The second point relates to what requirements must be met for 5% safe harbor eligibility?

  • An applicant meets the 5% safe harbor requirement when they pay or incur at least 5% of the total cost of the specified energy project, depending on the accounting method chosen cash or accrual, in 2009 or 2010. Cash basis tax payers must pay the amount, and accrual basis tax payers must incur and prove that 1) the liability is fixed 2) the amount is reasonably determinable and 3) the economic performance tests have been met relating to the costs.
  • Applicants may not need to incur the costs themselves if they are relying on a supplier to produce items integral to the specified energy project. The applicant and supplier must be under a binding contract for this to be true.
  • Costs incurred by a supplier of the applicant under a binding contract are considered costs of the applicant as the costs are incurred by the supplier. If the supplier uses subcontractors to manufacture components the applicant may only incur costs as they are incurred by the supplier, not as they are incurred by the subcontractor.
  • If title of property for the project has passed from the manufacturer or supplier to the applicant but the property is still being stored by the manufacturer or supplier the property is still considered to be provided to the applicant. It is also considered provided to the applicant when the property is physically delivered to the applicant.
  • If a developer has entered into a large contract and met the safe harbor rules for that contract in 2009 or 2010 portions of the project can be divested to smaller investors or LLC’s and still be eligible for application.
  • If the safe harbor requirement is met based on the estimated total project costs and the actual total project costs are greater than expected the applicant is disqualified from grant eligibility. However the applicant may still be eligible for a portion of the grant if they apply for a payment based on a portion of the project that falls within their estimated project costs.
  • If an applicant meets the safe harbor requirements during 2009 or 2010 but the project is not yet completed in 2009 or 2010 they do not need to continue to work at the site to remain eligible for the grant.

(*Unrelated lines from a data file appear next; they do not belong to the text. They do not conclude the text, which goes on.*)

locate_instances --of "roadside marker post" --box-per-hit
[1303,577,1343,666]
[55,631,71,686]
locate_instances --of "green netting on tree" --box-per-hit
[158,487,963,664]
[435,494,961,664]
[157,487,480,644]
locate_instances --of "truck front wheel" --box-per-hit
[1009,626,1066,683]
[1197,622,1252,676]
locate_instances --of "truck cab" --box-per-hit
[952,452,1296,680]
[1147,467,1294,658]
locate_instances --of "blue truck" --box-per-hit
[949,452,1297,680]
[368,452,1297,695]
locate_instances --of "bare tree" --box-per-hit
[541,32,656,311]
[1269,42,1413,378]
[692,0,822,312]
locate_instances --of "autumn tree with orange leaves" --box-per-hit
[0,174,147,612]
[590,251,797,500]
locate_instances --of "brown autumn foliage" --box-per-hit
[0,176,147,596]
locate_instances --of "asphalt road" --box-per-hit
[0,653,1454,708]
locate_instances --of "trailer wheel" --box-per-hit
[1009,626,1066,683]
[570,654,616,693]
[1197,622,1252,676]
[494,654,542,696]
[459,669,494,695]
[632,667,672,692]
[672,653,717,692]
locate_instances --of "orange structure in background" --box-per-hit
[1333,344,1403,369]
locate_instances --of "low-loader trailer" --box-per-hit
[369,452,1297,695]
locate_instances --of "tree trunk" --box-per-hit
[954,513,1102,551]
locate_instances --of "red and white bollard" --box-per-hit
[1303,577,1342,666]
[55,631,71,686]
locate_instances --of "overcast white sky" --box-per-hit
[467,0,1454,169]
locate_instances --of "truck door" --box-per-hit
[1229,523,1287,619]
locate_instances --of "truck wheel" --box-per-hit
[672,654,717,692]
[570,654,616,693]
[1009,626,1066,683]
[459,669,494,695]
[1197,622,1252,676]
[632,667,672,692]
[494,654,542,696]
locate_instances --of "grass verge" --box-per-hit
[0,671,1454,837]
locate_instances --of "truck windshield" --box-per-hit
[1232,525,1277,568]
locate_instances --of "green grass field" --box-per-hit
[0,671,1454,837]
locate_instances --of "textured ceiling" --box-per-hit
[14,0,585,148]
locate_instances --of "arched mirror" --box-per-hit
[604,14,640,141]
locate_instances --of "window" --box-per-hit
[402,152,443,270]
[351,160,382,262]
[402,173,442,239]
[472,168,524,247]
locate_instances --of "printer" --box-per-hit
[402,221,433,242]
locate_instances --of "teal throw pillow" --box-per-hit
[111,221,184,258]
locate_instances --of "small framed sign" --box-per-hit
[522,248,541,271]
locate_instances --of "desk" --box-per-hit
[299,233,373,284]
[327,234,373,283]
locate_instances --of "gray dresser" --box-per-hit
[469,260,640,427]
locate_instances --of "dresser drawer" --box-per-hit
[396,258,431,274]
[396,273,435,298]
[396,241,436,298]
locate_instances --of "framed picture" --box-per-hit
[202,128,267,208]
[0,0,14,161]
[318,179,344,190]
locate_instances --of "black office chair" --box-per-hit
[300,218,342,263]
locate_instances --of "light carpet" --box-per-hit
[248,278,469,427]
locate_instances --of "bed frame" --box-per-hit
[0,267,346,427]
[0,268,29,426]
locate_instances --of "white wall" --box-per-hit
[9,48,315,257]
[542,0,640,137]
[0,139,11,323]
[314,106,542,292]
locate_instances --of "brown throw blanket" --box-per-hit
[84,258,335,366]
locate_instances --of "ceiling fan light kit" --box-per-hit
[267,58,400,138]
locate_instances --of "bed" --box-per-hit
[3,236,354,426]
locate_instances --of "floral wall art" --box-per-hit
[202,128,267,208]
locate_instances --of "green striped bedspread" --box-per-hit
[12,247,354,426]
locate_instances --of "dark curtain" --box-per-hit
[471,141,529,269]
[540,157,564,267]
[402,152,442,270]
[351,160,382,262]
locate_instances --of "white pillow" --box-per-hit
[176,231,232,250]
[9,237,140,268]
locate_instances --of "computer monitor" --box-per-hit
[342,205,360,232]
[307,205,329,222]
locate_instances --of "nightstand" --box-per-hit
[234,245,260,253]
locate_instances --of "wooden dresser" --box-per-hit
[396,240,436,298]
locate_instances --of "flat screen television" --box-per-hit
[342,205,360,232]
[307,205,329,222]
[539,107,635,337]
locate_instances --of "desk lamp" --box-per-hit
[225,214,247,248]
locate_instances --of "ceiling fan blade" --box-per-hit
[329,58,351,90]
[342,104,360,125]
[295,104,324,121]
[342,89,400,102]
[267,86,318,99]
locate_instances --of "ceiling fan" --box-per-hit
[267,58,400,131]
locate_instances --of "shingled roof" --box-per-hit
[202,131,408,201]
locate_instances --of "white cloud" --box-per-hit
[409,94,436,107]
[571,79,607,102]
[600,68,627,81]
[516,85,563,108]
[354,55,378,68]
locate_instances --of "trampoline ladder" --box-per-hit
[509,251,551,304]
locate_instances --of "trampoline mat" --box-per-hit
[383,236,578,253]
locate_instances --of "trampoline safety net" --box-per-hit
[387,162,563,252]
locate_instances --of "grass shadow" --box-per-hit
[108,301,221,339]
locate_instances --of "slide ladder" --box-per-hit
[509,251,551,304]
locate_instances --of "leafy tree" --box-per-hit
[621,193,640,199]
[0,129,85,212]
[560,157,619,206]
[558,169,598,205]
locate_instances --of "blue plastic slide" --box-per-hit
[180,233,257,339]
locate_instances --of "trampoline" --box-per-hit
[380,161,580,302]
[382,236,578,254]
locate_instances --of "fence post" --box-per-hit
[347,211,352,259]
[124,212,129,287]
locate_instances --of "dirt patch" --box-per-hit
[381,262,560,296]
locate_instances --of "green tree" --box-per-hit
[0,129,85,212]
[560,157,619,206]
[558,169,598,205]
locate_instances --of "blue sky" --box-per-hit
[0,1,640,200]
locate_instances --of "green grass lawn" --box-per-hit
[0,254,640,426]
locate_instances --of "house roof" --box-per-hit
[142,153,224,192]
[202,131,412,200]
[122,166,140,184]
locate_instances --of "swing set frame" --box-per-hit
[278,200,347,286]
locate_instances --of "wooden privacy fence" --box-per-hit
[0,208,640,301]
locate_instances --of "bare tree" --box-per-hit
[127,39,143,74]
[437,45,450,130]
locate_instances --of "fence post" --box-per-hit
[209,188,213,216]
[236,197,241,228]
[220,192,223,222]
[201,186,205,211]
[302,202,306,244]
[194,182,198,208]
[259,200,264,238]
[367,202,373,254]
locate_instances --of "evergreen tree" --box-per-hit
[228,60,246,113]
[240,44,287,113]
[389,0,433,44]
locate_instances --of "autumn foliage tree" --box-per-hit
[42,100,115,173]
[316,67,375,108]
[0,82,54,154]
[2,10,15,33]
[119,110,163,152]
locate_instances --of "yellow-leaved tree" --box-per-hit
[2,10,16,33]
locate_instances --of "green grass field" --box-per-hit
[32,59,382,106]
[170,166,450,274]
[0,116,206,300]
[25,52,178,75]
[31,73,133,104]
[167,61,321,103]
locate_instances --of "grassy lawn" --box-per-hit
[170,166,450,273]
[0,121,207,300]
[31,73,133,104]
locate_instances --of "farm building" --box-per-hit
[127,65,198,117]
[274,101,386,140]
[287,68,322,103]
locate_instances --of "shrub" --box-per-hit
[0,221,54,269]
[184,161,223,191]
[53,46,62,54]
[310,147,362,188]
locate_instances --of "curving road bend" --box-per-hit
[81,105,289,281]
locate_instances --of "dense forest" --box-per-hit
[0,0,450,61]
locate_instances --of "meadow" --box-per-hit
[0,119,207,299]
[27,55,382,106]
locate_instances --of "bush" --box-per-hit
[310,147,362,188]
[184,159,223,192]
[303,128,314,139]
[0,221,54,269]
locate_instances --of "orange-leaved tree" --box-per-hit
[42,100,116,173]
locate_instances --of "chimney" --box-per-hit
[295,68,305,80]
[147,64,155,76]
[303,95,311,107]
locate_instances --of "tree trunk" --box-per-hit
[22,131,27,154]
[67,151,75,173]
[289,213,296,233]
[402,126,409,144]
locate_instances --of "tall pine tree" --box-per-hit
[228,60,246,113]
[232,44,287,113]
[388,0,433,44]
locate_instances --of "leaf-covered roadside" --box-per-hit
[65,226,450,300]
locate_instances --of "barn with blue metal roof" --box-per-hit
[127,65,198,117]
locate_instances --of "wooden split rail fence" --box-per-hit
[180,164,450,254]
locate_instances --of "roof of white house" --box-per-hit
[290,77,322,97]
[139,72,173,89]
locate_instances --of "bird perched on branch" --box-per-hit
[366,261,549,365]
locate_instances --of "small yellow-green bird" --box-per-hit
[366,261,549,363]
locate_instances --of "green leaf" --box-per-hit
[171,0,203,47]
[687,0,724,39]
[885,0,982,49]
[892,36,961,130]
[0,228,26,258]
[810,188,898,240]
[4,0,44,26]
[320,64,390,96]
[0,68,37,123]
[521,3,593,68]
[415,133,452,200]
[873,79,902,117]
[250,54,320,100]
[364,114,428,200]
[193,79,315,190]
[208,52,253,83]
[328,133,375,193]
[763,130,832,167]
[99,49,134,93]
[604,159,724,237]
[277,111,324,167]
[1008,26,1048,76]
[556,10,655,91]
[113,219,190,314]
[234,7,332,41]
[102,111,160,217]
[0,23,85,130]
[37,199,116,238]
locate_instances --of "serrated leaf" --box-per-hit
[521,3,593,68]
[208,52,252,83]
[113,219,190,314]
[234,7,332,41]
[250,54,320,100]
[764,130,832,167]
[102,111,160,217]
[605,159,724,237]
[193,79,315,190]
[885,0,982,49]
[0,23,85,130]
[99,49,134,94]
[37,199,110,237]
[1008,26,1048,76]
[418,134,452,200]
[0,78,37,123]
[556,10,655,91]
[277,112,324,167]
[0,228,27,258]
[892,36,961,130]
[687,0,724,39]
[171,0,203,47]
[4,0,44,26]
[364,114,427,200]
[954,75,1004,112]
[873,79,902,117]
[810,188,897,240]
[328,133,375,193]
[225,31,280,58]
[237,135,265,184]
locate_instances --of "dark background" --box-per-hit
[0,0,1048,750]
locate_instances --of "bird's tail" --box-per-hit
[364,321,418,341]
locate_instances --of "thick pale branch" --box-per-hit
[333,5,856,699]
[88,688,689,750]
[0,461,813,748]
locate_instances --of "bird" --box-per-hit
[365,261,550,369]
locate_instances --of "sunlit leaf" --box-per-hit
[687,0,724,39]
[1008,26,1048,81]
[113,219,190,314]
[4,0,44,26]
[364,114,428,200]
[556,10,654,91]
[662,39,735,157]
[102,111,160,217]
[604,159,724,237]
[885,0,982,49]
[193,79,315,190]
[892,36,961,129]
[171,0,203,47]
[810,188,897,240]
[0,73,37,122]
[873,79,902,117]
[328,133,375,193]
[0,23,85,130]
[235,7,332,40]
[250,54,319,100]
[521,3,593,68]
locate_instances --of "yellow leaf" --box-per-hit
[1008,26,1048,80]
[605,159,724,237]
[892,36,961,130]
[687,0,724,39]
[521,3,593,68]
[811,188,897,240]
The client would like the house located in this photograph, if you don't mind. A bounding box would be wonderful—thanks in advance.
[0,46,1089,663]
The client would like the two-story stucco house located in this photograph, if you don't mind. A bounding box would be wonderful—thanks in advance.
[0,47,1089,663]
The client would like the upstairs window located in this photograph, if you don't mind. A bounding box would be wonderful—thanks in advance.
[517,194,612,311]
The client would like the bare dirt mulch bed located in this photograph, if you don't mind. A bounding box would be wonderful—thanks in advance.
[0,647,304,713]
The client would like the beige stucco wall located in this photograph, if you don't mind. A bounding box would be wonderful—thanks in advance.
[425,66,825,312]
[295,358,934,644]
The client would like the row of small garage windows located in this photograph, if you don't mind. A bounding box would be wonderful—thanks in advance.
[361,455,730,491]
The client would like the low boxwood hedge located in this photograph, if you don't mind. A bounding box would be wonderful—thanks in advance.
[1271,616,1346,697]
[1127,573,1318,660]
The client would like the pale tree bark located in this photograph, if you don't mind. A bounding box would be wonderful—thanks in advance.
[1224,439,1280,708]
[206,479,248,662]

The final points clarified relate to the application process for the grant.

  • All applicants are required to meet the application date of October 1, 2011.
    • For property being placed in service during 2009 or 2010 they applicant does not need to provide proof that construction has begun.
    • For applicants whose projects will be placed in service between January 1, 2011 and October 1, 2011 they must submit only one application proving that the project began in 2009 or 2010, and that the project is in service.
    • For projects that will be put in service after October 1, 2011, the applicant must submit a preliminary application proving the project began in 2009 or 2010, and then also a supplementary application at the time that the projects are placed in service
  • Applicants that have not placed the project into service will be notified whether or not they have met the physical work of a significant nature, and or the safe harbor requirement.
  • The application requires that specific documentation be provided to ensure eligibility for the grant
    • For those applicants relying on the physical work or a significant nature, physical work must be documented. Submitting a signed written report from the project engineer detailing the projects eligibility, construction schedule, estimated budget, and invoices and descriptions of work that has already commenced.
    • Safe harbor applicants must submit a signed statement from an authorized representative detailing the costs that were incurred or paid. Projects with budgets in excess of 1 million dollars must have a statement from an independent accountant.